Starting with Wiley, who along with Tom Nixon traveled to Victoria Monday to be part of the 3,000-strong mass sit-in, speakers rallied the crowd do everything in their power to send a clear message to B.C. Premier Christy Clark, Prime Minister Stephen Harper and Alberta Premier Alison Redford, B.C. is not prepared to risk environmental disaster so the one percent can reap the benefits.
“It’s a movement and it’s a new way of being in Canada,” Wiley said.
“We’re changing direction. We’re not going to sell our environment for any kinds of oil profits or the economy any more.”
Other speakers included Michael Jessen of the Green Party, Nelson City Councillor Candace Batycki, David Reid, Executive Director of the West Kootenay EcoSociety, Wiley’s traveling partner Tom Nixon along with speeches from representatives of provincial and federal reps, Michelle Mungall and Alex Atamanenko.

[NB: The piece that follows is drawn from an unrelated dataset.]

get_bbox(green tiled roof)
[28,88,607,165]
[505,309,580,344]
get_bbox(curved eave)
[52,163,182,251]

The 1,100-kilometre Northern Gateway pipeline proposed by Enbridge would carry diluted bitumen from the Alberta oil sands through northern B.C. to a tanker port in Kitimat in the westbound line.
The eastbound pipeline would import natural gas condensate back to Alberta.
Conservative estimations have the pipeline opening up Asian markets to Canadian oil, boosting Canada’s GDP by $270 billion over 30 years and generating $81 billion in direct and indirect revenues to the federal and provincial governments.
Of that, B.C. would receive about $6 billion, while Ottawa would receive about $36 billion and Alberta $32 billion.
Enbridge is currently locked in federal hearings.
However, to Wiley the public must continue to raise awareness until the project is stopped in its tracks.
“There are people all across B.C. doing this same thing today, some 60 communities holding rallies to defend our coast,” Wiley explained.
“So we’ll see where we go from here.”